Ulu Mabed’in Romanını Yazan Durali Yılmaz: “Ayasofya’nın Kaderi İnsanlığın Kaderidir”

1976’da Ayasofya’yı kendi diliyle konuş­turarak Aziz Sofi adlı romanı kaleme aldınız. Romanı tercih etmek sizi zorla­mış olmalı.

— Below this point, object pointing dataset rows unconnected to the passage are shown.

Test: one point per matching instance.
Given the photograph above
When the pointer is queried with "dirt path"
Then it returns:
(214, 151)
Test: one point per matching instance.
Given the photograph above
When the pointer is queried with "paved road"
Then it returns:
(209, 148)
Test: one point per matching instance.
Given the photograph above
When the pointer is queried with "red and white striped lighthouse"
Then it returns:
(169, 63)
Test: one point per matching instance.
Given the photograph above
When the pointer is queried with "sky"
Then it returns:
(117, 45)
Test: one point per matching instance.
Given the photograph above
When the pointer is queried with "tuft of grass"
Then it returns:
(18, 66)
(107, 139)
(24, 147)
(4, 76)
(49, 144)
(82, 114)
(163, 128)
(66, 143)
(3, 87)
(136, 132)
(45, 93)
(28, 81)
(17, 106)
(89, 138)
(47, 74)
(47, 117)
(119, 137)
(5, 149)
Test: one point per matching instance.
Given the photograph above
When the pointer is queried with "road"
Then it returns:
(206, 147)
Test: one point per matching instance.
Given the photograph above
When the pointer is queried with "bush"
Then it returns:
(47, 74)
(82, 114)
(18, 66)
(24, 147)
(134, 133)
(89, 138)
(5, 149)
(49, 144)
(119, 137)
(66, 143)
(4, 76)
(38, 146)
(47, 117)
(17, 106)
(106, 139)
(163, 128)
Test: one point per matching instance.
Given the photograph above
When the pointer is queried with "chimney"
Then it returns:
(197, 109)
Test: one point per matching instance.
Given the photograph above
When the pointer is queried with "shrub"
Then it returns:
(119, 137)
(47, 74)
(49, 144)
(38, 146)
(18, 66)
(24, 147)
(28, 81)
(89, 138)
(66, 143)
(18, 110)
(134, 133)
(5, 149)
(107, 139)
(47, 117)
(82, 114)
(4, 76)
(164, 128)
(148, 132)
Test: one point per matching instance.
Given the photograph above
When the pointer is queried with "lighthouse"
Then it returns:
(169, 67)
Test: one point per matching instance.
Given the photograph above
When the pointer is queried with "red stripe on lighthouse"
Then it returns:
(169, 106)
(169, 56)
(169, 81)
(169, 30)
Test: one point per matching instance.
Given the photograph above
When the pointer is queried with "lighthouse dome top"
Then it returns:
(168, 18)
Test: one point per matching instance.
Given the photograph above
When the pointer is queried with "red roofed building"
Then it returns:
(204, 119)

Amacım, mimarî bir eserin konuş­turulmasından çok, Ayasofya’nın te­melinin atılışından bugüne kadarki İstanbul’u anlatmaktı. Bu da ancak Ayasofya merkeze alınarak yapılabilir­di. Kitabın yayınlanmasıyla başlayan olumlu yaklaşımlar bunun doğru bir seçim olduğunu gösterdi. 1500 yıldır yaşamakta olan bir kahramanın roma­nı ilk kez yazılıyordu. Hangi türe dahil edilmesi gerektiği bir süre tartışıldıysa da sonunda “roman”da karar kılındı.

Ne tür tepkiler aldınız?

Ayasofya Bizans’ın kaderi olduğu gi­bi, bizim de kaderimiz olmuş ve olma­ya devam etmekte. Romanı okuyanlar bunu hemen fark eder. Özellikle vur­gulanan Akşemseddin’in sözleri her şeyi anlatır: “Evvela İstanbul’u Sultan Mehmed Han fetheyler, sonra Ben-i Asfar alır. Ben-i Asfar elinden Meh­di tekrar fetheyler.” Bu sözlerin anla­mı Ayasofya’da somutlaşır. Romanın bu mesajının okurlar tarafından ge­nel olarak algılandığını söyleyebili­rim. Ayasofya’nın Bizans döneminin Kitab-ı Mukaddes, Osmanlı döneminin de Kur’an-ı Kerim açısından anlatılma­sı ise dikkatten kaçan hususlardan. Bö­lüm başlarındaki İncil ve Kur’an’dan yapılan alıntılar, metinlerin daha iyi algılanmasını sağlayacaktır. Hâsılı bi­linen tarihî olayları anlatmaktan çok, onlara nasıl bakılması gerektiğine dikkat çekmeye çalıştım.